World Cup roars into knockout phase
The world's two greatest players and a crowd of pretenders enter the knockout stage of the World Cup on Saturday when Lionel Messi's Argentina and Cristiano Ronaldo's Portugal target a place in the quarter-finals.
Argentina, the beaten finalists four years ago, escaped by the skin of their teeth after a ragged group phase and will rely heavily on Messi when their ageing team faces France in Kazan at 1400 GMT.
The French, armed with Paul Pogba, Antoine Griezmann and wonder kid Kylian Mbappe have failed to fire the imagination so far and must sharpen up fast to keep alive their hopes of adding a second World Cup to the title they won two decades ago on home soil.
Ronaldo tore out of the blocks in Russia, smashing a hat-trick in his first game against Spain. But Portugal's problem against a Uruguay team with the meanest defence of the tournament could be their over-reliance on the 33-year-old five-time world player of the year.
- One-sided draw -
Uruguay won the last of their two World Cups in 1950 but they have high hopes thanks to their stingy defence and top-class strikers Edinson Cavani and Luis Suarez.
The World Cup featured 122 goals in a frequently thrilling first phase and, following Argentina's near-collapse and the stunning failure of holders Germany to advance past the opening stage for the first time in 80 years, the draw is lop-sided.
France, Argentina, Portugal, Brazil and Uruguay are all gathered in one section of the competition, with only Spain among recent winners in the other half.
It means that if, for example, England can beat Colombia on Tuesday, they will fancy their chances of reaching a potential semi-final against 2010 winners Spain.
Before the tournament, France were widely tipped for a run to the final but they have failed to click so far, scoring just three times in three matches. One of those was a penalty and another an own goal.
"Our group games left a mixed impression," France coach Didier Deschamps said Friday. "From tomorrow it's a new start for us.
"It's make or break. We don't have any choice. We have to do everything possible to make sure it goes well for us."
Messi has spent the tournament trying to hold his unbalanced and ageing squad together, even apparently bypassing coach Jorge Sampaoli to give coaching instructions in the 2-1 win against Nigeria that saved the South Americans from the same fate as the Germans.
He has scored only once and Argentina's campaign so far has been defined as much by Diego Maradona's increasingly erratic and emotional outbursts as by any signs they can reach the final again.
Sampaoli urged his other players to give Messi as much help as possible.
"Leo has such clear vision when it comes to football that he allows us to see things that, sometimes, only a true genius sees," he said on the eve of the match in Kazan.

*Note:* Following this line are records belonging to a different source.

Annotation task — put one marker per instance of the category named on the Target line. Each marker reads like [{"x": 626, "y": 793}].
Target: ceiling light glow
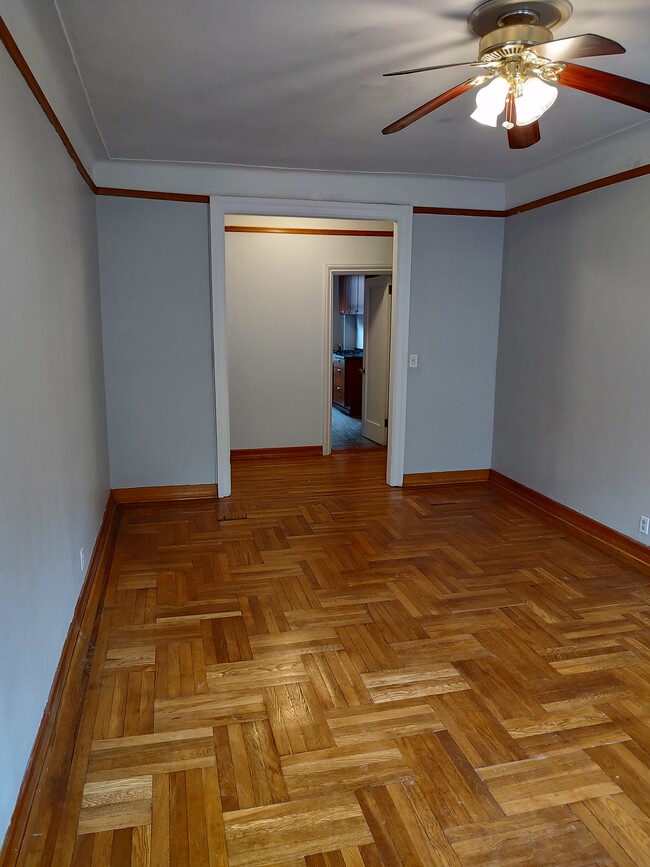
[{"x": 491, "y": 101}]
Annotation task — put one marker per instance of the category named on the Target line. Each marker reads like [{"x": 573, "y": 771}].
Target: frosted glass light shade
[
  {"x": 535, "y": 98},
  {"x": 491, "y": 101}
]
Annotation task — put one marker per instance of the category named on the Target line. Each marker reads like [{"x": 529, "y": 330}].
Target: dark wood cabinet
[
  {"x": 351, "y": 292},
  {"x": 347, "y": 376}
]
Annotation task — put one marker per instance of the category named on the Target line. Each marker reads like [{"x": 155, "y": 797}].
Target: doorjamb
[
  {"x": 402, "y": 217},
  {"x": 330, "y": 271}
]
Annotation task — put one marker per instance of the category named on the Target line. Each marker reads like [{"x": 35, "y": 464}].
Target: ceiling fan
[{"x": 520, "y": 63}]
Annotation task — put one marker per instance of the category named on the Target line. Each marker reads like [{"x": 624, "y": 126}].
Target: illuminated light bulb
[
  {"x": 535, "y": 98},
  {"x": 490, "y": 101}
]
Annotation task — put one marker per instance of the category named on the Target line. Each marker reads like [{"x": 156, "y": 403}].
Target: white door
[{"x": 376, "y": 354}]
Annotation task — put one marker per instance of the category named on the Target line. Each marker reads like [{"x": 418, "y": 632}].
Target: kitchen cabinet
[
  {"x": 351, "y": 292},
  {"x": 347, "y": 374}
]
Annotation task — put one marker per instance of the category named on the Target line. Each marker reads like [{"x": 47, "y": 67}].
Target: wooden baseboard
[
  {"x": 163, "y": 494},
  {"x": 267, "y": 454},
  {"x": 615, "y": 543},
  {"x": 55, "y": 739},
  {"x": 452, "y": 477}
]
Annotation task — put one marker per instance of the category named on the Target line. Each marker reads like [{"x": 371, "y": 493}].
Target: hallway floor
[
  {"x": 323, "y": 671},
  {"x": 346, "y": 433}
]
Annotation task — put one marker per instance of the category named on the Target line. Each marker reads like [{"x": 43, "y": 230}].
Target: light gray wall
[
  {"x": 455, "y": 289},
  {"x": 53, "y": 455},
  {"x": 573, "y": 401},
  {"x": 155, "y": 287}
]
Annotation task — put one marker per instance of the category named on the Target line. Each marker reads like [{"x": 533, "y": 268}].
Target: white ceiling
[{"x": 298, "y": 83}]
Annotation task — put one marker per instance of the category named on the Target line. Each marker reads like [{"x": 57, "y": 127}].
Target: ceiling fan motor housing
[
  {"x": 512, "y": 23},
  {"x": 516, "y": 34}
]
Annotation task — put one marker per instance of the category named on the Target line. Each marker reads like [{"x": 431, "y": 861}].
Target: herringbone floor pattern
[{"x": 326, "y": 672}]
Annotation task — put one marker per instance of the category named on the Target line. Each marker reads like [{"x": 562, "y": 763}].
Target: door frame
[
  {"x": 402, "y": 217},
  {"x": 330, "y": 272}
]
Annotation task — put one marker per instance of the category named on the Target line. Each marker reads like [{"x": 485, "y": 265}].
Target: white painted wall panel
[
  {"x": 53, "y": 455},
  {"x": 573, "y": 402},
  {"x": 155, "y": 284},
  {"x": 455, "y": 289}
]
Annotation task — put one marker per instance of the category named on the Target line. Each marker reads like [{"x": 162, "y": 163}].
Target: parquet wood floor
[{"x": 326, "y": 672}]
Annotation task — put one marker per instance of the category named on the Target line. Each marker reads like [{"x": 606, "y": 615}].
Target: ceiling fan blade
[
  {"x": 585, "y": 45},
  {"x": 636, "y": 94},
  {"x": 430, "y": 106},
  {"x": 429, "y": 68},
  {"x": 524, "y": 136}
]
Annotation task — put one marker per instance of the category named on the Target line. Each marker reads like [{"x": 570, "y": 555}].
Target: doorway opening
[
  {"x": 401, "y": 218},
  {"x": 360, "y": 359}
]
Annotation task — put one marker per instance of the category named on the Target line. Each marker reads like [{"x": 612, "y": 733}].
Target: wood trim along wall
[
  {"x": 454, "y": 477},
  {"x": 163, "y": 494},
  {"x": 290, "y": 230},
  {"x": 458, "y": 212},
  {"x": 41, "y": 793},
  {"x": 579, "y": 190},
  {"x": 152, "y": 194},
  {"x": 269, "y": 454},
  {"x": 615, "y": 543},
  {"x": 16, "y": 55},
  {"x": 21, "y": 64}
]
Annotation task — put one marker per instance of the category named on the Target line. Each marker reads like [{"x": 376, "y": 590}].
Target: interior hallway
[
  {"x": 346, "y": 433},
  {"x": 322, "y": 670}
]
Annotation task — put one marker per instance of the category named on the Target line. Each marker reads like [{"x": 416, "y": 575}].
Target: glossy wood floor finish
[{"x": 326, "y": 672}]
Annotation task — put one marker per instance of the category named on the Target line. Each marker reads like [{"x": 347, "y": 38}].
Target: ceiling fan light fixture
[
  {"x": 491, "y": 101},
  {"x": 534, "y": 99}
]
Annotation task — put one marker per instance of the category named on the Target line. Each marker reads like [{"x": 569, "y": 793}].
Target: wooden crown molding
[
  {"x": 30, "y": 79},
  {"x": 458, "y": 212},
  {"x": 16, "y": 55}
]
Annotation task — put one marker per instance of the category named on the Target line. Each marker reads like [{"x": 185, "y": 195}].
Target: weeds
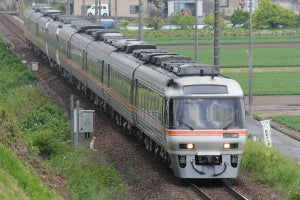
[{"x": 272, "y": 168}]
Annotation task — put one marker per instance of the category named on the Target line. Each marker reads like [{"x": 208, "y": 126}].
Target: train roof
[{"x": 141, "y": 51}]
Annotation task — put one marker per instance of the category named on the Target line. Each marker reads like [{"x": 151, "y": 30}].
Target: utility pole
[
  {"x": 196, "y": 32},
  {"x": 141, "y": 20},
  {"x": 250, "y": 62},
  {"x": 96, "y": 9},
  {"x": 116, "y": 14},
  {"x": 83, "y": 8},
  {"x": 216, "y": 36},
  {"x": 68, "y": 7}
]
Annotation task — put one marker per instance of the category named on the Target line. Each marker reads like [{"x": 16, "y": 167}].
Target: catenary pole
[{"x": 250, "y": 62}]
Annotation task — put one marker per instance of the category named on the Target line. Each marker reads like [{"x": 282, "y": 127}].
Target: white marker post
[{"x": 267, "y": 132}]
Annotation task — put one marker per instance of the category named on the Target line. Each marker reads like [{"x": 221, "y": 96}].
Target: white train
[{"x": 186, "y": 113}]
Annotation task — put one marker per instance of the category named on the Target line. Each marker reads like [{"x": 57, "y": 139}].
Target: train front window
[{"x": 220, "y": 113}]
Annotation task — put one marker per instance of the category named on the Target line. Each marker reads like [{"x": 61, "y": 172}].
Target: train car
[{"x": 190, "y": 116}]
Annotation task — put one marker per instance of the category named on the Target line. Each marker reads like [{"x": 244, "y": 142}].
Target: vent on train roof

"It's often difficult to be at the level of such a great player. He's a shining light for us all, and we have to do our very best to all try to be at his level."
- FIFA back VAR -
Pierluigi Collina, the chairman of FIFA's referees committee, said he was pleased with the impact of the video assistant referee (VAR) system being used in a World Cup for the first time but that it did not mean all decisions would be perfect.
FIFA said VAR crews conducted checks on 335 incidents during the group stage, helping achieve a 99.3 per cent rate of correct decisions.
"VAR doesn't mean perfection," Collina said. "There could still be some wrong interpretation or even mistakes, so it's a not a perfection that can be reached having implemented VAR."